We also examined whether the relative effects of the curricula differ along six characteristics that differentiate instructional settings: (1) participating districts, (2) school fall achievement, (3) school free/reduced-price meals eligibility, (4) teacher education, (5) teacher experience, and (6) teacher math content/pedagogical knowledge that was measured before curriculum training began using an assessment administered by the study team. These characteristics were used to create 15 subgroups—one for each of the four districts, three based on school fall achievement, and two subgroups for each of the other four characteristics.

Eight of the fifteen subgroup analyses found statistically significant differences in student math achievement between curricula. The significant curriculum differences ranged from 0.28 to 0.71 standard deviations, and all of the significant differences favored Math Expressions or Saxon over Investigations or SFAW. There were no subgroups for which Investigations or SFAW showed a statistically significant advantage.


5 As mentioned above, the 5 percent level of confidence means there is no more than a 5 percent chance that any finding discussed could have occurred by chance.
6 Each classroom in the current sample was observed once during the 2006-2007 school year. Those observations are not presented in this report because the reliability of those data cannot be assessed until observations have been completed in all the study schools.

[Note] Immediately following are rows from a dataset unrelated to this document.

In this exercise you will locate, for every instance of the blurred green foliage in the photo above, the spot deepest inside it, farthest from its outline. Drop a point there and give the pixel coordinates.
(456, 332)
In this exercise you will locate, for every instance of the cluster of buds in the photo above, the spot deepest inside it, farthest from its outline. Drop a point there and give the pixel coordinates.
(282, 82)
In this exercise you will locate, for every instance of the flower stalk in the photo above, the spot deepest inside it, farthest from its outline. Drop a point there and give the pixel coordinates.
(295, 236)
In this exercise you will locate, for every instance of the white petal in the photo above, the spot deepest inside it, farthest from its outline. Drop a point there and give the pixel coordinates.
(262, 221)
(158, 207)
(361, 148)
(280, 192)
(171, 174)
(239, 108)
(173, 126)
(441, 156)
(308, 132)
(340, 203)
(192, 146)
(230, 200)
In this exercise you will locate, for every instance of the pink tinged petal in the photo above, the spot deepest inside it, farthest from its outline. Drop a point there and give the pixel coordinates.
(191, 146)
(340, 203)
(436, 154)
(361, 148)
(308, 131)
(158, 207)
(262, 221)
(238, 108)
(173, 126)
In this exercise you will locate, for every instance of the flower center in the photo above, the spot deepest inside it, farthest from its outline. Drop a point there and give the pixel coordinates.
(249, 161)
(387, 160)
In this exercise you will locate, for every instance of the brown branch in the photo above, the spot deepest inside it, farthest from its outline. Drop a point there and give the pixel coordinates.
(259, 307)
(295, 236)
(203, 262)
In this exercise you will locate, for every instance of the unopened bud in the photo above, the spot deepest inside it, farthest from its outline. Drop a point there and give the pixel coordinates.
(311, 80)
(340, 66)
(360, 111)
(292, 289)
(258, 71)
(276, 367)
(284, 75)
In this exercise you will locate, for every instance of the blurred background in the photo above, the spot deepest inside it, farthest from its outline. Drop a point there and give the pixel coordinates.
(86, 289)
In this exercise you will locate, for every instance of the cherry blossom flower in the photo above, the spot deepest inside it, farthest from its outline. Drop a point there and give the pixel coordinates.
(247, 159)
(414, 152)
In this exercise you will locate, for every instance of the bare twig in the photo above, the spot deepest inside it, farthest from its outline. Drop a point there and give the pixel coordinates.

7 Adherence to the essential features of each curriculum also was examined and is presented in Chapter II. Several analytical approaches can be used to examine adherence, but only one approach could be supported by the relatively small teacher sample sizes that are currently available for each curriculum. We do not make any general statements about adherence in the executive summary because it would be useful to examine whether the results are sensitive to the other analytical approaches, and instead encourage readers interested in the adherence analysis we were able to conduct at this point to see Chapter II. A future planned report (described at the end of the executive summary) will have larger teacher sample sizes that can support the other analyses.